Honorable Joan Huffman, Chair, Senate Committee on State Affairs
FROM:
Ursula Parks, Director, Legislative Budget Board
IN RE:
SB14 by Taylor, Van (Relating to the ethics of public officers and related requirements; creating criminal offenses.), As Introduced
No significant fiscal implication to the State is anticipated.
The bill would amend the Government Code and the Elections Code relating to the ethics of public officers and related requirements and would create criminal offenses. The bill would make ineligible for retirement benefits applicable public officers convicted of a qualifying felony.
The Employees Retirement System assumes the bill could be implemented using existing resources and the proposed changes would have no impact on the projected August 31, 2017 actuarial valuation results.

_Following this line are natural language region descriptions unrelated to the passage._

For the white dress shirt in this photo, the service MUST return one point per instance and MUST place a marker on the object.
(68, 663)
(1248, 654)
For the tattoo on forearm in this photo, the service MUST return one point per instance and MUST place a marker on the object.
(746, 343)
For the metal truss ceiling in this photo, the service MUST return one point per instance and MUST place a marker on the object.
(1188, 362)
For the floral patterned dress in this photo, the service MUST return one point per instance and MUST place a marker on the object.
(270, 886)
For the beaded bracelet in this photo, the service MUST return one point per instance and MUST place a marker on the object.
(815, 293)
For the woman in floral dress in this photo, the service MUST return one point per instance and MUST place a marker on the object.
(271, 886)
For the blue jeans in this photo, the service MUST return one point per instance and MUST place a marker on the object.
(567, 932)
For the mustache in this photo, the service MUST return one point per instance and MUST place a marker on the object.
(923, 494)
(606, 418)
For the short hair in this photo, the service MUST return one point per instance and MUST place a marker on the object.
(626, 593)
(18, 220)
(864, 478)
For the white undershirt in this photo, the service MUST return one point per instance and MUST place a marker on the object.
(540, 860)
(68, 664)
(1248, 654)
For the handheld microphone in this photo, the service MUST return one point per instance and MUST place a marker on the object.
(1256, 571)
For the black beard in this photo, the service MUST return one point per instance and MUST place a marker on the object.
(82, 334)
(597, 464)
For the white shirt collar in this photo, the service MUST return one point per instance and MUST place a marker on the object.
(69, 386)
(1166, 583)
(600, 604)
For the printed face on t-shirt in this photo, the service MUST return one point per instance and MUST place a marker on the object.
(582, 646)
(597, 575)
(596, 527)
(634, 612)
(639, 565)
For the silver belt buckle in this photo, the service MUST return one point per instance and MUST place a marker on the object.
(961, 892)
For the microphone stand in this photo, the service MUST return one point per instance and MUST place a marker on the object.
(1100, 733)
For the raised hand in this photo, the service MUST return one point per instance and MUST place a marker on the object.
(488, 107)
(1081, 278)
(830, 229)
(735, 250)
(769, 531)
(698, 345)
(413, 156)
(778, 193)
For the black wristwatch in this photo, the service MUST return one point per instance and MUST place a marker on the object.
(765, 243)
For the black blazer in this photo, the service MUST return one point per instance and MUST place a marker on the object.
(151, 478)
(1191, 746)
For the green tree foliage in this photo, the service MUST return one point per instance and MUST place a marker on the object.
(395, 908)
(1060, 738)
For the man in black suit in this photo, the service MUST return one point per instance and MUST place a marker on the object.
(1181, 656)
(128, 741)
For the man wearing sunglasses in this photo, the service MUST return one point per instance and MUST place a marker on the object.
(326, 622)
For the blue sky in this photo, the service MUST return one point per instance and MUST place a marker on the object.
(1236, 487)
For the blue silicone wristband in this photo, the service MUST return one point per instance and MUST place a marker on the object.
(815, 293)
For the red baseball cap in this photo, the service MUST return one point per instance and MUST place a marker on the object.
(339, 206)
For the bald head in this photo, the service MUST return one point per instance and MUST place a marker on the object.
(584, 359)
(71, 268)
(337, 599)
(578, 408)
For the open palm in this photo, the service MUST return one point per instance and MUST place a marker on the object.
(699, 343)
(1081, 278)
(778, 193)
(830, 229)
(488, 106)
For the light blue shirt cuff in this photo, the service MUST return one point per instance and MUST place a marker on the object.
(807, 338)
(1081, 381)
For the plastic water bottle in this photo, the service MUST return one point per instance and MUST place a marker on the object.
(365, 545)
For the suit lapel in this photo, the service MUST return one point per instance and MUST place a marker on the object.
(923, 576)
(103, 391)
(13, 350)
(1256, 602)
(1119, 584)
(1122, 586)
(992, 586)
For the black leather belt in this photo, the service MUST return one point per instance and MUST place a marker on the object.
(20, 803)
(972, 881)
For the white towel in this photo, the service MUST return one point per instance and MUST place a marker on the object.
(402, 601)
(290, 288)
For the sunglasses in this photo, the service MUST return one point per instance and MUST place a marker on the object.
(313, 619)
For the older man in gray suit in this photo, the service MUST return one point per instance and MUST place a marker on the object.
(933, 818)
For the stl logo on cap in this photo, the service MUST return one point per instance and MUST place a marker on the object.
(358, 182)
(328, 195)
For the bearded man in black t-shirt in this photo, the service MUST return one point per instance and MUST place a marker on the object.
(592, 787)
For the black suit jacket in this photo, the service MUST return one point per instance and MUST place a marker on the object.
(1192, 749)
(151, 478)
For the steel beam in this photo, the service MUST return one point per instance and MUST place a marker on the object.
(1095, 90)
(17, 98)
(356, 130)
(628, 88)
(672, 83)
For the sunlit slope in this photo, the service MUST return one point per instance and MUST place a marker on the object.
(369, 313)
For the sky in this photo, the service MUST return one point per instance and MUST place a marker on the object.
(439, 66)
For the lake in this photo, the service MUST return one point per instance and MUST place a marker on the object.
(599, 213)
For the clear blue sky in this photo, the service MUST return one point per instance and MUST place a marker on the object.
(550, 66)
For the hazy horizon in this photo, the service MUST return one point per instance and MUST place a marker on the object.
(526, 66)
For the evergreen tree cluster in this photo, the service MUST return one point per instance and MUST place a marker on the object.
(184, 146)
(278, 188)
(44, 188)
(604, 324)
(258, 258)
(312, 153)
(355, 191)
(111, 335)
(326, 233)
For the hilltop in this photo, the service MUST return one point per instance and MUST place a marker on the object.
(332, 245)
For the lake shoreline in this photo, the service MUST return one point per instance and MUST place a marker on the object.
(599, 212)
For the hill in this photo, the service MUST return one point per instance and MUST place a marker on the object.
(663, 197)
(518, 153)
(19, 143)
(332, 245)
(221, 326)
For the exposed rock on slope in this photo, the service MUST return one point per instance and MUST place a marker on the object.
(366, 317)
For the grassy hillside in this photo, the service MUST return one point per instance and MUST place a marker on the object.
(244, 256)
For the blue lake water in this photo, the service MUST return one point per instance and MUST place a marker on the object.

This analysis assumes costs associated with implementing the bill could be absorbed by the Texas Ethics Commission using existing resources.
The bill would take effect January 8, 2019.
Local Government Impact
According to the Texas County and District Retirement System, the bill provides TCDRS members who are elected officials and who are convicted of a "qualifying felony" committed while in office would be ineligible for a retirement annuity from TCDRS. This analysis assumes the bill would not have a significant fiscal impact on the Texas County and District Retirement System and any administrative costs could be absorbed within existing resources.
A Class A misdemeanor is punishable by a fine of not more than $4,000, confinement in jail for a term not to exceed one year, or both. Costs associated with enforcement, prosecution and confinement could likely be absorbed within existing resources. Revenue gain from fines imposed and collected is not anticipated to have a significant fiscal implication.